United Kingdom labour case law

Independent Workers of Great Britain Union v Central Arbitration Committee and another [2023] UKSC 43, also referred to as the Deliveroo case, is a UK Supreme Court decision relating to labour law. It concerned whether Deliveroo riders organised by IWGB were in an employment relationship with Roofoods Ltd, trading as Deliveroo. The Supreme Court concluded that they were not, for the purposes of Article 11 of the European Convention on Human Rights.

==Facts==
In 2016, the Independent Workers' Union of Great Britain (IWGB) filed an application with the Central Arbitration Committee for recognition as the trade union representing Deliveroo riders in the United Kingdom for collective bargaining purposes.
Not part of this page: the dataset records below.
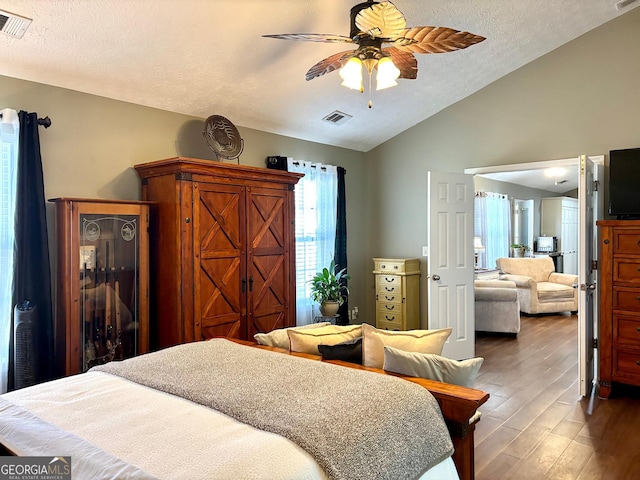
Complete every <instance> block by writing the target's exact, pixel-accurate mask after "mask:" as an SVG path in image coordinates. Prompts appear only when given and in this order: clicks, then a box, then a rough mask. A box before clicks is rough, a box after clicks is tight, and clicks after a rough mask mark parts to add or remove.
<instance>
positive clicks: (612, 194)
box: [609, 148, 640, 220]
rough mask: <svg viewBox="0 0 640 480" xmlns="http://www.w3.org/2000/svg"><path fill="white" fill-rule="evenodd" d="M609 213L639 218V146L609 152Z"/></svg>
mask: <svg viewBox="0 0 640 480" xmlns="http://www.w3.org/2000/svg"><path fill="white" fill-rule="evenodd" d="M609 215H615V216H616V217H617V218H618V220H623V219H640V148H627V149H625V150H611V151H610V152H609Z"/></svg>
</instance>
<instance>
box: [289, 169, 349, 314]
mask: <svg viewBox="0 0 640 480" xmlns="http://www.w3.org/2000/svg"><path fill="white" fill-rule="evenodd" d="M288 170H289V171H290V172H298V173H304V177H302V178H301V179H300V181H299V182H298V183H297V184H296V187H295V197H296V315H297V323H298V325H306V324H309V323H312V322H313V317H314V302H313V300H311V291H310V285H309V283H308V282H309V280H311V278H313V276H314V275H315V273H316V272H318V271H320V270H322V269H323V268H324V267H328V266H329V263H331V260H333V255H334V252H335V243H336V218H337V208H338V170H337V167H335V166H333V165H323V164H319V163H315V164H311V163H309V162H303V161H300V160H293V159H288Z"/></svg>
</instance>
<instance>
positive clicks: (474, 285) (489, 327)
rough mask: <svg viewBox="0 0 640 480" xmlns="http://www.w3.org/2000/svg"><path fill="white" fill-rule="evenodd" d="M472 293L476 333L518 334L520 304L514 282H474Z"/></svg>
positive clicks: (517, 293)
mask: <svg viewBox="0 0 640 480" xmlns="http://www.w3.org/2000/svg"><path fill="white" fill-rule="evenodd" d="M474 292H475V298H476V301H475V309H476V327H475V329H476V331H477V332H498V333H509V334H514V335H517V334H518V332H519V331H520V302H519V301H518V291H517V289H516V284H515V282H511V281H508V280H476V281H475V282H474Z"/></svg>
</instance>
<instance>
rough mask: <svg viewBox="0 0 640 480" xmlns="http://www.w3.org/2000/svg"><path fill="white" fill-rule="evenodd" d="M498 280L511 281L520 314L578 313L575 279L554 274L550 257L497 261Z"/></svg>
mask: <svg viewBox="0 0 640 480" xmlns="http://www.w3.org/2000/svg"><path fill="white" fill-rule="evenodd" d="M496 264H497V265H498V269H499V270H500V272H501V273H500V279H502V280H511V281H513V282H515V284H516V289H517V290H518V300H519V301H520V311H522V312H524V313H530V314H536V313H558V312H566V311H570V312H577V311H578V289H577V284H578V276H577V275H572V274H567V273H557V272H556V271H555V267H554V265H553V260H552V259H551V257H540V258H498V259H496Z"/></svg>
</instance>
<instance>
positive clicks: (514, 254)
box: [511, 243, 531, 258]
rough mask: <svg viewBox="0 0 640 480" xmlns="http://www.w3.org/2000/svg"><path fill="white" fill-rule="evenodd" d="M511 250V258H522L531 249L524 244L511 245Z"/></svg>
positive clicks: (527, 246)
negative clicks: (512, 257)
mask: <svg viewBox="0 0 640 480" xmlns="http://www.w3.org/2000/svg"><path fill="white" fill-rule="evenodd" d="M511 250H512V251H513V256H514V257H516V258H518V257H524V256H525V253H526V252H529V251H530V250H531V247H529V245H525V244H524V243H512V244H511Z"/></svg>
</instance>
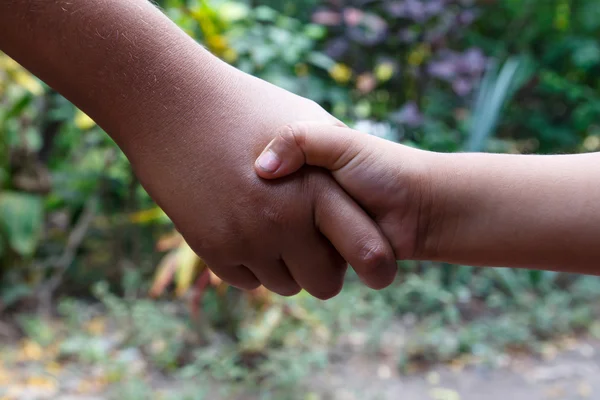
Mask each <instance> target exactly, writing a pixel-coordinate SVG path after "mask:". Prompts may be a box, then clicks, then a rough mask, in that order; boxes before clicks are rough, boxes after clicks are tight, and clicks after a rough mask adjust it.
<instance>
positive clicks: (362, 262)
mask: <svg viewBox="0 0 600 400" xmlns="http://www.w3.org/2000/svg"><path fill="white" fill-rule="evenodd" d="M390 260H391V259H390V255H389V254H388V251H387V250H386V249H385V248H384V247H383V246H381V245H380V244H373V243H369V244H367V245H365V246H364V247H363V248H362V250H361V252H360V255H359V259H358V262H360V264H361V266H362V268H363V269H364V270H365V272H366V273H371V272H376V271H377V270H378V269H380V268H381V267H382V266H383V265H385V264H387V263H389V262H390Z"/></svg>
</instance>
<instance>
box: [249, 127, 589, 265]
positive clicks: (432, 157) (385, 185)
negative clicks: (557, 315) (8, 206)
mask: <svg viewBox="0 0 600 400" xmlns="http://www.w3.org/2000/svg"><path fill="white" fill-rule="evenodd" d="M264 154H268V155H269V157H268V159H270V160H271V162H270V163H268V164H265V163H263V162H262V160H263V158H262V157H261V158H259V159H258V161H257V163H256V171H257V173H258V174H259V175H260V176H262V177H263V178H267V179H273V178H276V177H281V176H285V175H286V174H288V173H291V172H292V171H295V170H296V169H298V168H299V167H300V166H301V165H303V164H304V163H306V164H310V165H315V166H320V167H324V168H327V169H329V170H331V171H332V172H333V176H334V177H335V178H336V180H337V181H338V182H339V183H340V184H341V185H342V187H344V188H345V189H346V191H347V192H348V193H349V194H350V195H351V196H352V197H353V198H355V199H356V200H357V201H358V202H359V203H360V204H361V205H362V206H363V207H364V208H365V209H366V210H367V211H369V212H370V213H371V214H372V215H374V216H375V219H376V220H377V221H378V223H379V225H380V227H381V228H382V230H383V232H384V233H385V234H386V235H387V237H388V238H389V239H390V241H391V243H392V246H393V247H394V250H395V252H396V255H397V256H398V257H399V258H413V259H424V260H432V261H445V262H452V263H457V264H468V265H487V266H506V267H523V268H542V269H554V270H560V271H567V272H579V273H588V274H598V275H600V246H599V245H598V241H599V240H600V153H594V154H581V155H569V156H563V155H561V156H520V155H498V154H440V153H431V152H425V151H420V150H416V149H411V148H408V147H405V146H402V145H399V144H395V143H391V142H388V141H385V140H383V139H379V138H376V137H373V136H369V135H365V134H361V133H359V132H356V131H352V130H349V129H343V128H332V127H327V126H323V125H322V124H311V123H302V124H295V125H292V126H291V127H290V128H287V129H284V130H281V131H280V133H279V135H278V137H277V138H276V139H274V140H273V142H272V143H271V144H270V145H269V146H268V150H266V152H265V153H263V155H264Z"/></svg>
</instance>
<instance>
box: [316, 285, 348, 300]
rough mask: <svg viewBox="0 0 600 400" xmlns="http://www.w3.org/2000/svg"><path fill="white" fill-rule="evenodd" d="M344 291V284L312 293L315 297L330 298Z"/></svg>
mask: <svg viewBox="0 0 600 400" xmlns="http://www.w3.org/2000/svg"><path fill="white" fill-rule="evenodd" d="M341 291H342V285H339V286H333V287H331V288H327V289H321V290H318V291H315V292H313V293H311V294H312V295H313V296H314V297H316V298H317V299H319V300H330V299H333V298H334V297H336V296H337V295H338V294H340V292H341Z"/></svg>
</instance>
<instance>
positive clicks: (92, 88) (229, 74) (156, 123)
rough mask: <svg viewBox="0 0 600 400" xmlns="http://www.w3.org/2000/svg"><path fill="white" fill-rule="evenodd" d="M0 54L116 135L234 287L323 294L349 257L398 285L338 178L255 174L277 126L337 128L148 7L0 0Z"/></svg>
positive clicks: (160, 196) (334, 279)
mask: <svg viewBox="0 0 600 400" xmlns="http://www.w3.org/2000/svg"><path fill="white" fill-rule="evenodd" d="M0 49H1V50H2V51H4V52H6V53H7V54H8V55H10V56H11V57H13V58H14V59H15V60H17V61H18V62H19V63H21V64H22V65H23V66H24V67H26V68H28V69H29V70H30V71H32V72H33V73H34V74H35V75H37V76H38V77H40V78H41V79H42V80H44V81H45V82H46V83H48V84H49V85H50V86H52V87H53V88H54V89H56V90H57V91H59V92H60V93H61V94H63V95H64V96H65V97H67V98H68V99H69V100H71V101H72V102H73V103H74V104H75V105H77V106H78V107H79V108H81V109H82V110H83V111H84V112H86V113H87V114H88V115H90V116H91V117H92V118H93V119H94V120H95V121H96V122H97V123H98V124H99V125H100V126H101V127H102V128H103V129H104V130H105V131H106V132H107V133H108V134H109V135H111V137H113V138H114V140H115V141H116V142H117V144H118V145H119V146H120V147H121V148H122V150H123V151H124V152H125V154H126V155H127V157H128V158H129V160H130V161H131V163H132V165H133V168H134V170H135V172H136V174H137V175H138V177H139V179H140V181H141V182H142V184H143V185H144V187H145V188H146V189H147V191H148V192H149V193H150V195H151V196H152V197H153V198H154V199H155V200H156V202H157V203H158V204H159V205H160V206H161V207H162V208H163V209H164V210H165V212H166V213H167V214H168V215H169V217H171V219H172V220H173V222H174V223H175V225H176V227H177V229H178V230H179V231H180V232H181V233H182V234H183V236H184V237H185V238H186V240H187V242H188V243H189V244H190V246H191V247H192V248H193V249H194V250H195V251H196V252H197V253H198V254H199V255H200V256H201V257H202V258H203V259H204V260H205V261H206V262H207V263H208V265H209V266H210V267H211V269H213V271H214V272H215V273H216V274H217V275H218V276H219V277H220V278H222V279H223V280H225V281H226V282H229V283H231V284H233V285H235V286H238V287H240V288H244V289H254V288H256V287H257V286H258V285H259V284H263V285H264V286H266V287H267V288H268V289H270V290H272V291H274V292H277V293H279V294H282V295H293V294H296V293H297V292H298V291H299V290H300V289H301V288H303V289H306V290H307V291H308V292H309V293H311V294H313V295H314V296H316V297H318V298H321V299H327V298H330V297H332V296H335V295H336V294H337V293H338V292H339V291H340V289H341V288H342V282H343V277H344V273H345V270H346V261H345V260H347V261H348V262H350V263H351V264H352V266H353V267H354V268H355V269H356V271H357V272H358V274H359V276H360V277H361V278H362V279H363V281H364V282H365V283H367V284H368V285H369V286H371V287H373V288H383V287H385V286H387V285H389V284H390V283H391V282H392V280H393V278H394V275H395V272H396V265H395V260H394V254H393V251H392V249H391V245H390V243H389V242H388V241H387V240H386V239H385V237H384V236H383V234H382V233H381V231H380V229H379V228H378V227H377V225H376V224H375V223H374V222H373V221H372V220H371V219H370V218H369V217H368V215H367V214H366V213H365V212H364V211H363V210H362V209H361V208H360V207H359V206H358V205H357V204H356V203H355V202H354V201H352V200H351V198H350V197H349V196H348V195H347V194H346V193H345V192H344V191H343V190H342V189H341V188H340V187H339V186H338V185H337V184H336V183H335V182H334V180H333V179H332V178H331V176H330V174H328V173H326V172H325V171H323V170H321V169H316V168H313V169H304V170H303V171H299V172H298V173H297V174H294V176H292V177H289V178H286V179H282V180H278V181H276V182H268V181H265V180H261V179H259V178H258V177H257V176H256V175H255V174H254V172H253V163H254V159H255V158H256V156H258V155H259V154H260V151H261V150H262V148H264V146H265V145H266V144H267V143H268V142H269V141H270V140H271V139H272V138H273V134H272V132H274V131H275V129H276V128H277V127H278V126H281V125H285V124H287V123H290V122H292V121H303V120H316V121H320V122H321V123H324V124H327V125H330V126H334V125H336V124H337V125H340V123H339V121H337V120H336V119H335V118H333V117H332V116H331V115H329V114H328V113H327V112H325V111H324V110H323V109H322V108H321V107H319V106H318V105H316V104H315V103H313V102H311V101H309V100H307V99H304V98H301V97H298V96H295V95H293V94H291V93H289V92H286V91H284V90H282V89H280V88H277V87H275V86H273V85H270V84H268V83H266V82H264V81H261V80H259V79H256V78H253V77H251V76H249V75H246V74H244V73H242V72H240V71H238V70H236V69H234V68H232V67H230V66H228V65H227V64H225V63H223V62H221V61H220V60H218V59H217V58H216V57H214V56H212V55H211V54H209V53H208V52H207V51H205V50H204V49H203V48H202V47H201V46H200V45H198V44H197V43H196V42H194V41H193V40H192V39H191V38H189V37H188V36H187V35H186V34H185V33H184V32H183V31H181V30H180V29H179V28H178V27H177V26H176V25H175V24H173V23H172V22H171V21H169V19H168V18H166V17H165V16H164V15H163V14H162V13H161V12H160V11H159V10H158V9H156V8H155V7H154V6H152V5H151V4H150V3H149V2H147V1H145V0H104V1H84V0H70V1H66V0H52V1H46V0H3V1H1V2H0ZM349 226H351V227H352V229H351V230H349V229H347V227H349Z"/></svg>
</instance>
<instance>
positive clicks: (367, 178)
mask: <svg viewBox="0 0 600 400" xmlns="http://www.w3.org/2000/svg"><path fill="white" fill-rule="evenodd" d="M425 154H426V153H425V152H422V151H419V150H416V149H412V148H409V147H406V146H402V145H400V144H397V143H393V142H390V141H387V140H384V139H381V138H378V137H375V136H371V135H368V134H364V133H361V132H358V131H355V130H352V129H349V128H346V127H340V126H334V127H332V126H329V125H327V124H323V123H320V122H298V123H294V124H291V125H287V126H285V127H284V128H282V129H280V130H279V131H278V133H277V136H276V138H275V139H273V141H272V142H271V143H270V144H269V145H268V146H267V148H266V149H265V150H264V152H263V153H262V154H261V156H260V157H259V158H258V159H257V161H256V163H255V170H256V173H257V174H258V175H259V176H260V177H262V178H264V179H275V178H281V177H284V176H287V175H289V174H291V173H294V172H295V171H297V170H299V169H300V168H301V167H302V166H303V165H305V164H307V165H312V166H318V167H323V168H326V169H328V170H329V171H331V173H332V175H333V177H334V178H335V179H336V181H337V182H338V183H339V184H340V185H341V186H342V187H343V188H344V190H345V191H346V192H347V193H348V194H349V195H350V196H352V198H353V199H355V200H356V201H357V202H358V203H359V204H360V205H361V206H362V207H363V208H364V209H365V210H366V211H367V212H368V213H369V214H370V215H371V216H372V217H373V219H374V220H375V222H377V224H378V225H379V227H380V228H381V230H382V231H383V233H384V234H385V235H386V237H387V238H388V239H389V240H390V242H391V244H392V247H393V249H394V252H395V255H396V258H397V259H415V258H418V256H419V252H420V246H421V243H420V238H421V237H422V236H423V235H422V234H421V232H422V231H423V230H424V229H425V225H426V223H425V222H426V218H425V215H423V211H422V210H423V209H425V207H424V205H425V204H426V203H427V194H428V192H427V190H426V189H427V188H426V185H424V184H423V182H425V181H426V180H425V179H424V178H423V177H424V176H425V175H426V173H427V168H426V164H424V159H423V157H422V156H423V155H425Z"/></svg>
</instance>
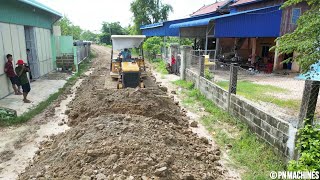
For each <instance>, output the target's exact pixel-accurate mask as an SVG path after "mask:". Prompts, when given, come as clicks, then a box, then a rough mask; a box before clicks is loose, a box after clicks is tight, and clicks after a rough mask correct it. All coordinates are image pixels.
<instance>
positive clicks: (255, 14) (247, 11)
mask: <svg viewBox="0 0 320 180" xmlns="http://www.w3.org/2000/svg"><path fill="white" fill-rule="evenodd" d="M279 8H280V5H278V6H271V7H266V8H260V9H255V10H250V11H244V12H239V13H234V14H228V15H224V16H219V17H218V18H215V27H214V30H215V32H214V36H215V37H221V38H223V37H239V38H241V37H279V36H280V25H281V16H282V10H280V9H279Z"/></svg>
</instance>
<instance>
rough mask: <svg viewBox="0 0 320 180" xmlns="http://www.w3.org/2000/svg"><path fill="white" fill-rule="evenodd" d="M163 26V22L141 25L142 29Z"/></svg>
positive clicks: (147, 28)
mask: <svg viewBox="0 0 320 180" xmlns="http://www.w3.org/2000/svg"><path fill="white" fill-rule="evenodd" d="M162 26H163V22H160V23H154V24H147V25H144V26H141V27H140V29H150V28H156V27H162Z"/></svg>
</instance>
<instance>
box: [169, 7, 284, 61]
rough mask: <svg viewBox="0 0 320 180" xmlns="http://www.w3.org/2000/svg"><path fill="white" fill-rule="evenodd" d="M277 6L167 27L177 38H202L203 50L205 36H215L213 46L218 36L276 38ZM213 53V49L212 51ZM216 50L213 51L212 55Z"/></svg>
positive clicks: (211, 18)
mask: <svg viewBox="0 0 320 180" xmlns="http://www.w3.org/2000/svg"><path fill="white" fill-rule="evenodd" d="M279 8H280V5H276V6H269V7H264V8H259V9H253V10H247V11H241V12H236V13H231V14H225V15H220V16H213V17H207V18H202V19H198V20H191V21H186V22H182V23H176V24H172V25H170V26H169V28H172V29H177V28H178V29H179V34H180V37H192V36H198V37H205V38H206V46H205V48H206V49H205V51H207V45H208V38H209V37H214V38H217V39H216V49H218V47H219V39H220V38H259V37H275V38H276V37H279V35H280V25H281V16H282V11H281V10H280V9H279ZM216 52H217V51H216ZM216 56H217V53H215V58H216Z"/></svg>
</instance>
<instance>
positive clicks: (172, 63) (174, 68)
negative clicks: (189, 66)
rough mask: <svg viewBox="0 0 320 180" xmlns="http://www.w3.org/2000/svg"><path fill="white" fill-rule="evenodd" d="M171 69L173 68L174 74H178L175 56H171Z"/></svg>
mask: <svg viewBox="0 0 320 180" xmlns="http://www.w3.org/2000/svg"><path fill="white" fill-rule="evenodd" d="M171 68H172V73H173V74H176V73H177V70H176V68H177V67H176V58H175V57H174V55H173V54H172V55H171Z"/></svg>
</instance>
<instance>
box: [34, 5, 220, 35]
mask: <svg viewBox="0 0 320 180" xmlns="http://www.w3.org/2000/svg"><path fill="white" fill-rule="evenodd" d="M37 1H39V2H40V3H42V4H44V5H47V6H49V7H50V8H52V9H54V10H56V11H58V12H60V13H61V14H63V15H66V16H67V17H68V18H69V19H70V20H71V21H72V23H73V24H74V25H78V26H80V27H81V28H82V29H85V30H90V31H93V32H96V33H97V32H99V31H100V29H101V24H102V22H103V21H105V22H117V21H119V22H120V23H121V25H122V26H124V27H126V26H128V25H129V24H133V23H132V17H133V15H132V13H131V11H130V3H131V1H132V0H76V1H75V0H37ZM162 2H163V3H167V4H170V5H171V6H172V7H173V10H174V12H173V13H170V15H169V20H173V19H180V18H185V17H188V16H189V14H192V13H193V12H195V11H196V10H198V9H199V8H201V7H202V6H203V5H208V4H212V3H214V2H216V0H162Z"/></svg>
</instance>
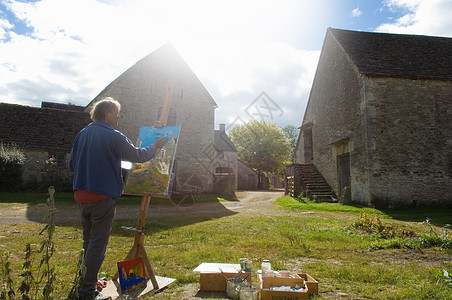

In the High Court, Supperstone J held the CAC was not wrong. The cyclists appealed, arguing that their rights under the European Convention of Human Rights article 11 to freely organise and associate had been violated.

==Judgment==
===Court of Appeal===
The Court of Appeal held that the CAC was not wrong, and declined to follow Uber v Aslam which it said did not involve ECHR article 11. Underhill LJ gave the leading judgment. Coulson LJ and Phillips LJ agreed.

===Supreme Court===
The Supreme Court upheld the Court of Appeal. Lady Rose held that Deliveroo's use of a substitution clause could remove the element of "personal performance" necessary for worker status, meaning that riders had no right to recognition for collective bargaining. It was further held that the European Convention on Human Rights article 11 did not require that employers recognised unions for collective bargaining.

==Significance==
The case weakened the protection of basic worker rights in the UK, by enabling worker status to be determined unilaterally by an employer's contract term. The decision was widely condemned by labour rights experts.